Anybody else encountered this problem? Probably has something to do with fixture being 50 years old. I’ve always installed this style bulb before with no problem, by pressing in and twisting to lock the bayonet. But no matter how hard I press (within limits of not breaking glass bulb) it won’t twist. I’m guessing whatever allows you to press the bulb inward is stuck. I tried silicone grease & a dose of PB Blaster, let it sit overnight, still a no go. I’m thinking maybe
- Heat it w/hot air gun
- Remove fixture from truck and disassemble/clean gunk on work bench
Any other ideas?
Single filament? Then I’d look into a new socket. Dual filament, make sure you’re putting the offset lugs in the correct way.
Yes, dual filament. Offset tabs (lugs) are oriented correctly, one lower, one higher. The problem is the tabs on the bulb are both too high to move into their slots. If I could push the bulb in 1-2 mm or so, then it would slide into slot. I’m guessing there are springs on the spherical gadgets that mate up with the bulb’s connection, and the springs aren’t moving. How is the socket replaced? Is that accessed from the rear of the fixture?
It looks sort of like this
Turn it 180 degrees. One of the bayonet pins sits closer to the base than the other, you may have it backwards. Im assuming 1034 or 1157 bulb.
Yes, 1157. The pins are indeed offset, but by inspection look to be oriented correctly. But I’ll try it 180 degrees just to make sure. I suppose it is possible it is the wrong bulb for the package, not an actual 1157.
Operator error, wrong bulb, or does it say made in China? Maybe try a new brand but just use dielectric grease not silicone so it works when you finally get it in.
I’ve always thought dielectric grease, silicone grease , and plumber’s grease are different names for the same thing.
You’re the engineer but I have separate containers of each. One for brakes, another for sockets, and another for faucets. Plus I have bulb grease for 110v bulbs. I’m happy.
How did you get the old bulb out?
This may or may not apply to your case, but I’ve had a particular brand of bulb not fit, but the same type of bulb from another brand did fit. Can’t remember what the problem brand was, but it just didn’t seem to have the right configuration. I have no idea whether this is relevant to your problem but just thought I’d pass my experience on since it was sort of an unexpected thing to deal with.
I’ve also run into this where the ball(s) of solder on the base were larger and protruding more than they should be. Filing a small amount off still allowed for proper connection once the lamp was installed.

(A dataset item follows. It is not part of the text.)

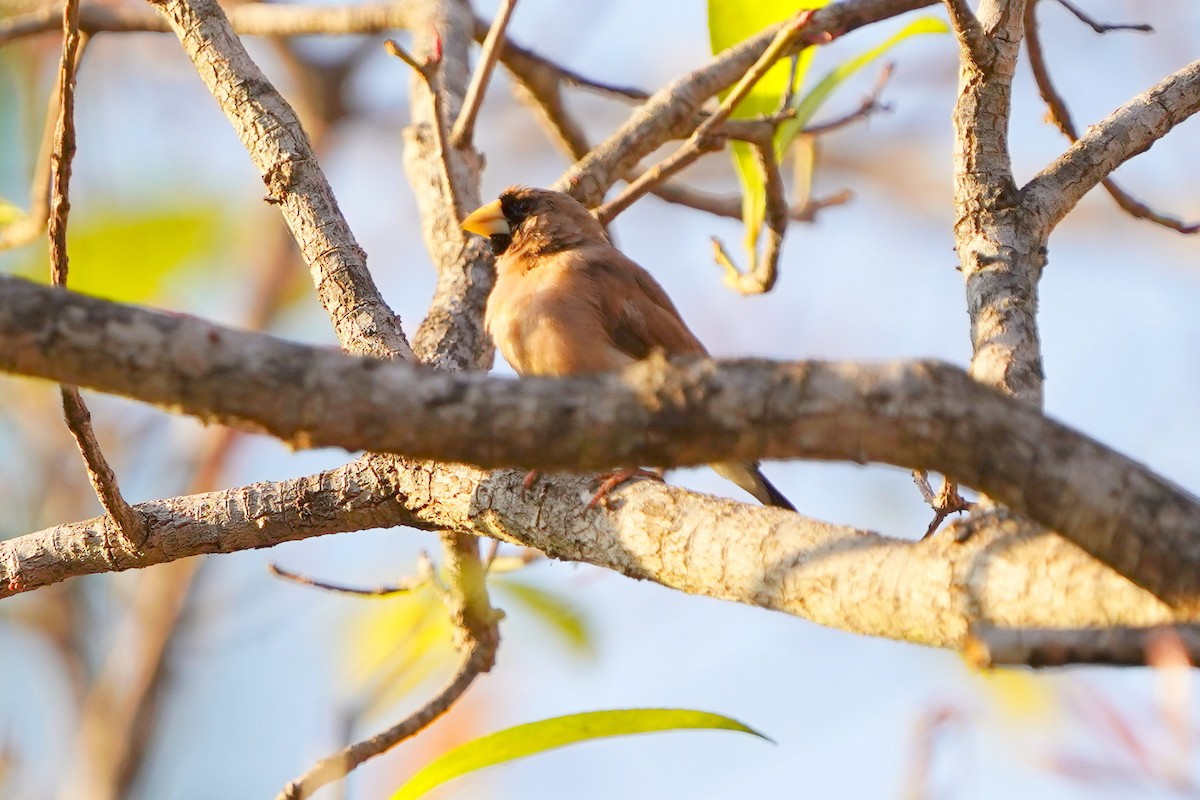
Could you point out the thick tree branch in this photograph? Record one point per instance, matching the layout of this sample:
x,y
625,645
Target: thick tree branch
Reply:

Broke the glass then pulled the base out with pliers.
That method, along with heat, another dose of lube (silicone spray), and wrapping the bulb w/duct tape for better grip finally did the trick.
I confirmed the two corresponding balls inside the socket were free, bobble heads on springs, but there must be something else wrong with either the socket or the bulb, b/c needed way more than the normal amount of pushing force for pins on bulb base to clear the socket tabs.

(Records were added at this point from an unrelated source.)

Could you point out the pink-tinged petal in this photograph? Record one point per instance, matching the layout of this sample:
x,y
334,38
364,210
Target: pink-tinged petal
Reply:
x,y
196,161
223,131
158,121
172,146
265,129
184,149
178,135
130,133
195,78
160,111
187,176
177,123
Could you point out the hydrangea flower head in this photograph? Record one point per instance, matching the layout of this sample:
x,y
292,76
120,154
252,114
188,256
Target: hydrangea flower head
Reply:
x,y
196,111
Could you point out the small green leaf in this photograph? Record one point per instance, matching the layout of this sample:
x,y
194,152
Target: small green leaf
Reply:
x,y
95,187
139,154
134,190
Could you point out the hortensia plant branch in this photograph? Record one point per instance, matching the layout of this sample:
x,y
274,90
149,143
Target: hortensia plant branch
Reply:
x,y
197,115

While the filing & above finally allowed the bulb to twist in, of course two problems remain. First, bulb now doesn’t make a tight fit in socket; not a very good connection on one of the filaments. Slight reverse twist on the bulb made for w/pretty tight fit with both filaments working though. Second, it was bear to remove the duct tape from the bulb … lol …
While the turn signal lights now work, I’m not satisfied with result. I plan to replace the entire fixture on both sides (reflecting cup, gaskets & socket) when good weather returns.